The equilibrium constant \(K_c\) for the reaction \(\mathrm{N}_{2} \mathrm{O}_{4}(g) \rightleftharpoons 2 \mathrm{NO}_{2}(g)\) is given by the equation:\[K_c = \frac{[\mathrm{NO}_{2}]^2}{[\mathrm{N}_{2} \mathrm{O}_{4}]}\]Substitute the given concentrations into the expression.

Substitute Concentrations into K Expression

Substitute \(\left[\mathrm{NO}_{2}\right] = 0.0325\, \mathrm{mol/L}\) and \(\left[\mathrm{N}_{2} \mathrm{O}_{4}\right] = 0.147\, \mathrm{mol/L}\) into the expression:\[K_c = \frac{(0.0325)^2}{0.147}\]Calculate \(K_c\) using these values.

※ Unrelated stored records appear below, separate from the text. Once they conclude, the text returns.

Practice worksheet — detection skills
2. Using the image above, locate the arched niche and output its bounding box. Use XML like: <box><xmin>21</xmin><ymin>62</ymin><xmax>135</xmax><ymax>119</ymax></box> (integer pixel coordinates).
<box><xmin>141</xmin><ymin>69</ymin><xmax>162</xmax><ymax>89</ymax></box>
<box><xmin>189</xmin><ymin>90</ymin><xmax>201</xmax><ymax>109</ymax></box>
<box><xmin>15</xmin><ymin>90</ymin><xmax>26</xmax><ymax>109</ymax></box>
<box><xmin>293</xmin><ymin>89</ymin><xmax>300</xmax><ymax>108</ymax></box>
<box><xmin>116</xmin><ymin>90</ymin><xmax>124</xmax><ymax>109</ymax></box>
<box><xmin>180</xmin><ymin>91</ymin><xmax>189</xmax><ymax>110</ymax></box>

Calculate the Equilibrium Constant Value

Calculate \(K_c\):\[K_c = \frac{(0.0325)^2}{0.147} = \frac{0.00105625}{0.147} \approx 0.007186\]The value of \(K_c\) is approximately 0.0072.

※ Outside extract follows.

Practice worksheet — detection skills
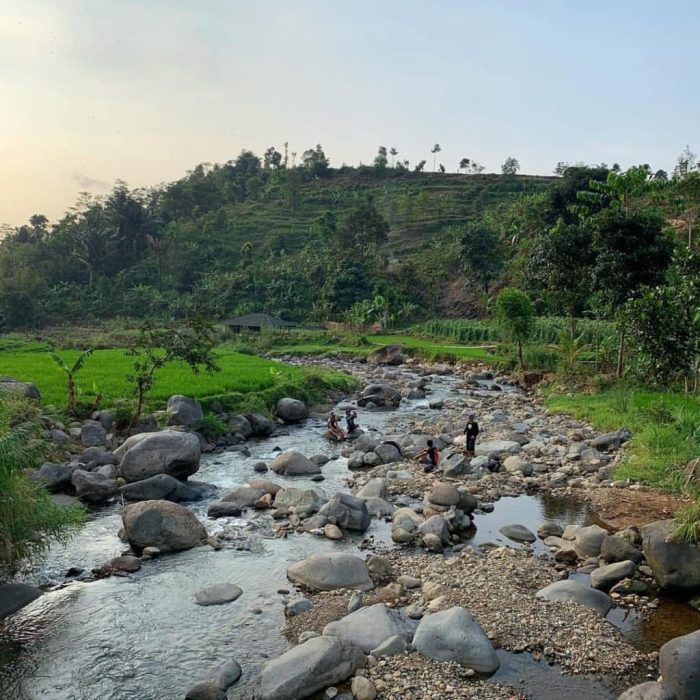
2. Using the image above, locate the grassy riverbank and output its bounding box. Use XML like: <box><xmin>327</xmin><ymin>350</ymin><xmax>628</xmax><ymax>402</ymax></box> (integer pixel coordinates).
<box><xmin>0</xmin><ymin>342</ymin><xmax>354</xmax><ymax>418</ymax></box>
<box><xmin>547</xmin><ymin>387</ymin><xmax>700</xmax><ymax>495</ymax></box>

Determine Reaction Favorability

Since \(K_c = 0.0072\) is much less than 1, the reaction favors the reactants. This means there are more reactants than products at equilibrium.

Key concepts

Equilibrium Constant

The equilibrium constant, denoted as \(K_c\), is a crucial factor in understanding chemical reactions at equilibrium.
It represents the ratio of the product concentrations to the reactant concentrations at equilibrium, raised to the power of their stoichiometric coefficients.
For the reaction \(\mathrm{N}_{2} \mathrm{O}_{4}(g) \rightleftarrows 2\mathrm{NO}_{2}(g)\), the equilibrium constant expression is given by:

• \(K_c = \frac{[\mathrm{NO}_{2}]^2}{[\mathrm{N}_{2} \mathrm{O}_{4}]}\)

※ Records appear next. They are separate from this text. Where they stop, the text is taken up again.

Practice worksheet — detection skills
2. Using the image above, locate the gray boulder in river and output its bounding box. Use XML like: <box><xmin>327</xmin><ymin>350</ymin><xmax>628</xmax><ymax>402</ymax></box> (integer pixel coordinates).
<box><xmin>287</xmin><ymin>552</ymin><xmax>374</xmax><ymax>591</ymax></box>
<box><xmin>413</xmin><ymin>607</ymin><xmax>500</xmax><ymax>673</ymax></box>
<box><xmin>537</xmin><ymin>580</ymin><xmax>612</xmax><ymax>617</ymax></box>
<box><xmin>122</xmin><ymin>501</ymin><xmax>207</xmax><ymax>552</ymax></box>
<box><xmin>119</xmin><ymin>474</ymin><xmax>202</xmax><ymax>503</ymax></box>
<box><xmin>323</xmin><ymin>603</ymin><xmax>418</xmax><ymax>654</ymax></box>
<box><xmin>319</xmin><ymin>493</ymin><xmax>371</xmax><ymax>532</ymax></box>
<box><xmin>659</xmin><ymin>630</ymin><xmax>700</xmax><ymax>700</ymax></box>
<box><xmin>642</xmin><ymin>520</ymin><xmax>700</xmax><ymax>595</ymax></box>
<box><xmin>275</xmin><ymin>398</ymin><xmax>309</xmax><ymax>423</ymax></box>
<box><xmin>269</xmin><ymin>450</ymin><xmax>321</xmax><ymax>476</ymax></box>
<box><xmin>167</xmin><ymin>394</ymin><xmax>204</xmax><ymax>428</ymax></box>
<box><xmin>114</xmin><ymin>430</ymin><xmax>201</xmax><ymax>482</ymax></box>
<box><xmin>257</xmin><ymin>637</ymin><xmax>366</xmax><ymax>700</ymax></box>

Here, \([\mathrm{NO}_{2}]\) and \([\mathrm{N}_{2} \mathrm{O}_{4}]\) are the equilibrium concentrations of \(\mathrm{NO}_{2}\) and \(\mathrm{N}_{2} \mathrm{O}_{4}\), respectively.
This formula allows us to calculate \(K_c\), which provides insight into the extent of a reaction and how it shifts with changes in conditions.

Reaction Favorability

The concept of reaction favorability relates to whether a chemical reaction tends to favor the formation of products or the retention of reactants at equilibrium.
This is determined by comparing the value of the equilibrium constant \(K_c\) to 1.

When:

• \(K_c > 1\), the reaction is product-favored, meaning more products are present than reactants at equilibrium.
• \(K_c < 1\), the reaction is reactant-favored, indicating that reactants are more prevalent than products at equilibrium.

In our specific reaction, \(K_c = 0.0072\), which is significantly less than 1.
This means that the reaction favors the reactants, resulting in a higher concentration of \(\mathrm{N}_{2} \mathrm{O}_{4}\) compared to \(\mathrm{NO}_{2}\) at equilibrium.

Equilibrium Concentrations

Equilibrium concentrations refer to the concentrations of reactants and products when a reaction has reached a state of balance, meaning the rates of the forward and reverse reactions are equal.
In the given reaction, the equilibrium concentrations are:

• \([\mathrm{NO}_{2}] = 0.0325\, \mathrm{mol/L}\)
• \([\mathrm{N}_{2} \mathrm{O}_{4}] = 0.147\, \mathrm{mol/L}\)

These values are crucial for calculating the equilibrium constant \(K_c\) and understanding the direction of the reaction's favorability.
At equilibrium, these concentrations remain constant unless the system is disturbed by changes in concentration, pressure, or temperature.

Equilibrium Expressions

Equilibrium expressions are equations that define the relation between the concentrations of the reactants and products at equilibrium.
They are developed from the balanced chemical equation, using the concentrations raised to the power of their coefficients.
For the decomposition of \(\mathrm{N}_{2} \mathrm{O}_{4}\) to \(\mathrm{NO}_{2}\), the equilibrium expression is:

• \(K_c = \frac{[\mathrm{NO}_{2}]^2}{[\mathrm{N}_{2} \mathrm{O}_{4}]}\)

This expression not only helps in determining \(K_c\), but it also allows the prediction of how changes in conditions will affect the position of equilibrium.
Understanding this expression is essential for manipulating and predicting the behavior of chemical systems under various conditions, such as changes in concentration, temperature, or pressure.